谷分け川(コタ・ソガマ)の“合いの沢”に雪解けの兆しが現れたら、また訪ねてきてくれ。そしておれ達に教えてくれたことはガラートにも教えてやってくれ―――そうだな」

 ハルイーは少し考えた。

「もし、お前たちが遠からず彼を訪ねるようなら伝えてくれ―――折々“掌”の平岩(たいらいわ)に思いを掛けてくれと。そしてお前たちに言っておく。子を儲けそれが娘なら教えてやることだ、髪を梳かし膝の塵を払っておけ、とな。」

 そうして夜更けて徐々に強まる外の風の音に耳を傾けると炉辺から立ち上がった。

「お前たち、ここで泊まっていくがいい。」カマタドはハルイルの息子たちに言った。

「悪いがおれ達は夜の間に出かける。(ほし)餅でも燻し肉でもお前たちが要るだけ持っていけ。だが、発つ時には戸締まりをしておいてくれよ。」

 若者たちは驚いて顔を見合わせたが、何も問わずに大人たちが無言で身支度をし、壁から斧と鉈と縄の束を取って順に外へ出て行くのを見送った。

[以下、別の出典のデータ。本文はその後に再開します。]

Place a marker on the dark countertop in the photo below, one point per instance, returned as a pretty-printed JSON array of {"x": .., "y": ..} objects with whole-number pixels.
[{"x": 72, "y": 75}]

 北のベレ・サオから立ち昇って雲をかき立てた重い姉神(べレ・イナ)の呼気は、男達が出て行く戸に抗って膨らみ、屋内と外との隙で低い不機嫌な唸りをたてた。しんがりでぴたりと戸を閉めたハルイーの落ち着きはらった眼差しを最後に男達の気配はすっかり外の闇と、風、そして迫りくる雷鳴の中に消えた。


 イナ・サラミアスの体躯を形づくる三つの嶺のうち、南の嶺(ベレ・アキヒ)は高地の深奥に巫女の住まう聖地と女達の集落ティスナがある故に、イーマの男達は女の山と言い習わした。また聖地を源にする聖なる川(コタ・ミラ)を直に横切ることを避けるため、オルト谷の森から直に御脚の尾根(エトル・ベール)の麓の森に移ることは稀であった。

 伐採や狩猟に入る男達はコタ・シアナの岸辺から森に入った。麓の森は多種の木々が繁茂し鳥獣に富むが、その地の質は存外浅いところで岩がちであった。男達は主に木の大きく育つ低地で仕事をし、そこにも長くは留まらないのが慣わしだった。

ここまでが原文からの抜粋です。